Collections 201-Indexing


Simple Collections, like the one above, provide a handy storage place when you don’t know how many data items you’ll have. But as we saw with the CVector, CList, and CStack classes, there are other ways to store a variable number of items. The unique feature of Collections is that you can look up items with string keys.

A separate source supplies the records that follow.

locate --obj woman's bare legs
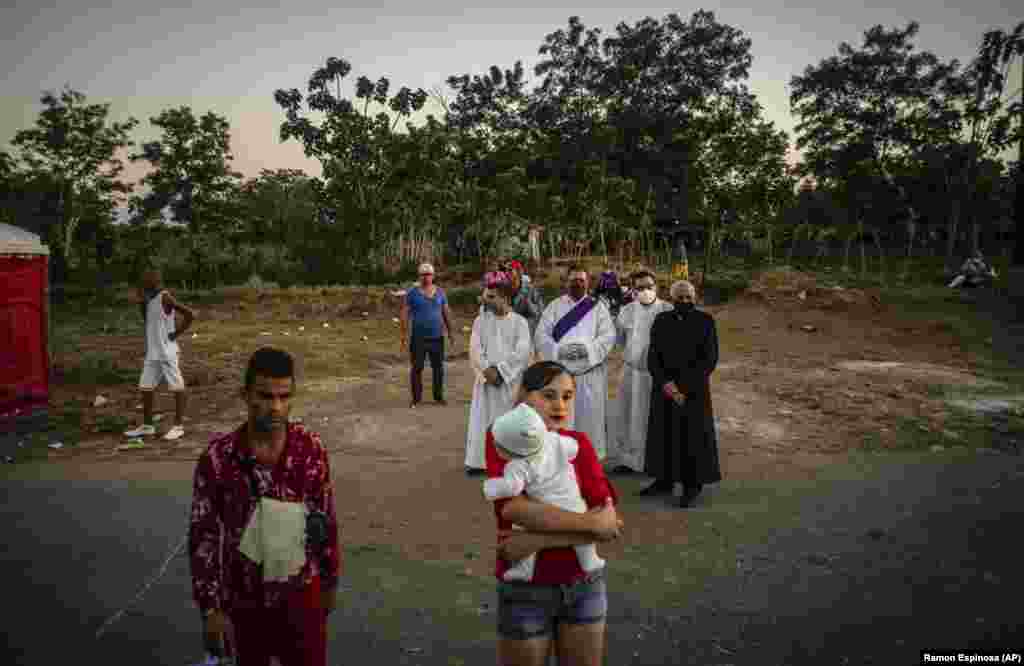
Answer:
[558,621,605,666]
[498,627,561,666]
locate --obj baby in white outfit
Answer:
[483,403,604,581]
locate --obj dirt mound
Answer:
[742,268,882,311]
[836,361,994,386]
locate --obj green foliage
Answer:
[3,87,138,281]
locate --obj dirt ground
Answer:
[34,264,1015,576]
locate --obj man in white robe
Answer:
[535,266,615,460]
[606,270,673,473]
[466,274,534,474]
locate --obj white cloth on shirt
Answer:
[465,310,532,469]
[535,295,615,460]
[607,299,672,471]
[239,497,308,582]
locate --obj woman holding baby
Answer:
[485,362,624,666]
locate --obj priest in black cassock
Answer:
[640,281,722,507]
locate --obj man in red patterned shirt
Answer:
[188,348,341,666]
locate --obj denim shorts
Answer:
[498,570,608,640]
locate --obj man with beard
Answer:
[466,273,534,474]
[188,348,341,666]
[607,270,672,473]
[535,265,615,460]
[640,281,722,508]
[506,259,544,337]
[399,263,455,408]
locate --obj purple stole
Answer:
[551,296,597,342]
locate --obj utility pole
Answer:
[1013,56,1024,266]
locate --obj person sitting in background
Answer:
[483,403,604,581]
[949,250,998,289]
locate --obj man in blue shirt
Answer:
[401,263,452,408]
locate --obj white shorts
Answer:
[138,360,185,390]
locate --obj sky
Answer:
[0,0,1024,199]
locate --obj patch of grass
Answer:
[339,544,495,643]
[60,353,138,386]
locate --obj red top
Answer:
[188,423,340,611]
[484,428,618,585]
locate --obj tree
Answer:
[975,22,1024,265]
[790,22,958,259]
[6,87,138,282]
[130,107,242,283]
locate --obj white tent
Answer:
[0,223,50,255]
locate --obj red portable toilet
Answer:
[0,223,50,430]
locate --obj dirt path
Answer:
[4,274,1024,665]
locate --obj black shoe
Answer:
[679,488,700,509]
[637,481,672,497]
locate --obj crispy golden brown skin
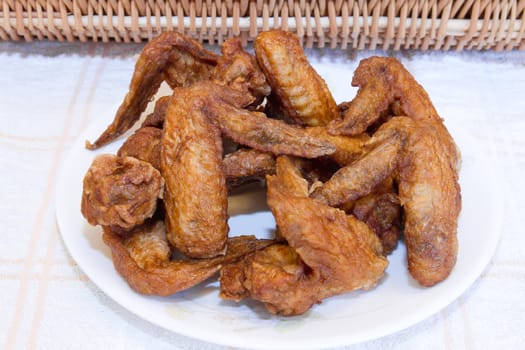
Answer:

To do this, you specify the key as the second argument of the Add method. Later you can use the key instead of an index to access the item. Technically, you can make any string the key. You can also assign a string key to each item in a Collection of integers. For example:

Do
s = GetName ‘ Gets name from dialog or file
i = GetAge(s) ‘ Gets age from dialog or file
If s = sEmpty Then Exit Do
people.Add i, s ‘ Store data (age) first, then key (name)
Loop

Now you have the age of each person stored in the items of a Collection. Later you might need to get that data. You could access it like this:

iAge = people(7)

But the index merely reflects the order in which people were added and probably isn’t a significant value. You’re much more likely to know the person’s name and use it when you need to look up the data:

iAge = people(“George”)

Figure 4-1 shows how the data is stored in this Collection. The name is the key. The age is the data. The Collection might have additional internal values (possibly to assist in hashing to look up values), but these are the obvious ones. Notice that the string data isn’t actually stored in the Collection. The Collection contains a BSTR (see “Dealing with Strings” in Chapter 2), which is actually a pointer to string data. Usually, this is a detail we can ignore, but it will be relevant in the next example.

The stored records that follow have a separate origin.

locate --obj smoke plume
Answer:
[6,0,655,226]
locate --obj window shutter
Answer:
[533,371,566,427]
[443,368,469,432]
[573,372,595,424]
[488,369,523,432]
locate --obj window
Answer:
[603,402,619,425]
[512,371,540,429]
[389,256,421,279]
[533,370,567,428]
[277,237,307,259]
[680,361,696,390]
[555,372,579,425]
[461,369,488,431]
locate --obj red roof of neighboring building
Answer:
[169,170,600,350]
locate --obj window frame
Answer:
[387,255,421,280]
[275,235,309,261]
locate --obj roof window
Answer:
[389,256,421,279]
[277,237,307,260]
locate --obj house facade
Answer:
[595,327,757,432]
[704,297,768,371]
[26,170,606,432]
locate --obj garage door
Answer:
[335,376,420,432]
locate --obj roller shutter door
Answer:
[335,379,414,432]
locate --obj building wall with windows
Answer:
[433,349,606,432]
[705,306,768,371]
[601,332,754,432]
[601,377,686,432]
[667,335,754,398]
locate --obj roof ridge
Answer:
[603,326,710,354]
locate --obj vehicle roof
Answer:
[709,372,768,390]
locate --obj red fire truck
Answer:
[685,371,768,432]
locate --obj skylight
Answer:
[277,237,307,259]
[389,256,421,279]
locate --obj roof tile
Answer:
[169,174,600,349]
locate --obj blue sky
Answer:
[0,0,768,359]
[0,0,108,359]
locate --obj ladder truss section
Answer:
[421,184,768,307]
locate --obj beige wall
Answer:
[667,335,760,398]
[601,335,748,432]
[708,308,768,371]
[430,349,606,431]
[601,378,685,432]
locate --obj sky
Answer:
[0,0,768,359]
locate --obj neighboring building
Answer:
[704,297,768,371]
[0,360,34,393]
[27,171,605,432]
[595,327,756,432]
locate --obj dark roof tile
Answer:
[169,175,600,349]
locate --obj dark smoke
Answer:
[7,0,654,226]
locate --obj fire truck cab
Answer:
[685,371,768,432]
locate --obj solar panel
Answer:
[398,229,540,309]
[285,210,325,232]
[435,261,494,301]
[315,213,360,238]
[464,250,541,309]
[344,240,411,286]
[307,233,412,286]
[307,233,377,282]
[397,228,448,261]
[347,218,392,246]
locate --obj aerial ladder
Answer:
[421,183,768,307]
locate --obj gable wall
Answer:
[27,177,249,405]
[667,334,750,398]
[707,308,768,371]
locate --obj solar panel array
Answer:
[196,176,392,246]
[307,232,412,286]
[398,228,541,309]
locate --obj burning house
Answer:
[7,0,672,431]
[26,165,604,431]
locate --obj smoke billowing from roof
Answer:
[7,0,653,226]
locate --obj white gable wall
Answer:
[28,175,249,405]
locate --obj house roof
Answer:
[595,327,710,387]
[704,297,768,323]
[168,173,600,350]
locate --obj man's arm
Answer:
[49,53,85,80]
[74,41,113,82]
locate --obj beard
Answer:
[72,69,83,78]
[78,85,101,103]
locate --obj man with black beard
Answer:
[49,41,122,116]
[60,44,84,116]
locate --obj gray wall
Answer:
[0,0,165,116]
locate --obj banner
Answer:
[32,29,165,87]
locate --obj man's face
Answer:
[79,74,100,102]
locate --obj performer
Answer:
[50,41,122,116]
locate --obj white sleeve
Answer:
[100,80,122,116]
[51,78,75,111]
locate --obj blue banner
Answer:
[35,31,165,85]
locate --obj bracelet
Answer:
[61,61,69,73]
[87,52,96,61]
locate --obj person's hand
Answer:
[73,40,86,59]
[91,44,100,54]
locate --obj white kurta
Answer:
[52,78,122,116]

The age Collection isn’t a very realistic example. You’re not likely to use a Collection with a key just to store one piece of data. A much more likely scenario is that you’ll put objects with several properties into a Collection. You’ll put an identifying property (one that you can reconstruct from other sources) into the Collection as the key. Let’s assume the following simple class:

‘ CPerson class
Public Age As Integer
Public Coolness As Double
Public Name As String
§

The Name property is the obvious choice for the key. You’ll choose a particular property as the key because it represents a value unique to the object—a value that you’ll know in circumstances when you don’t know the object’s position in the Collection.



Figure 4-1. How data is stored in Collections.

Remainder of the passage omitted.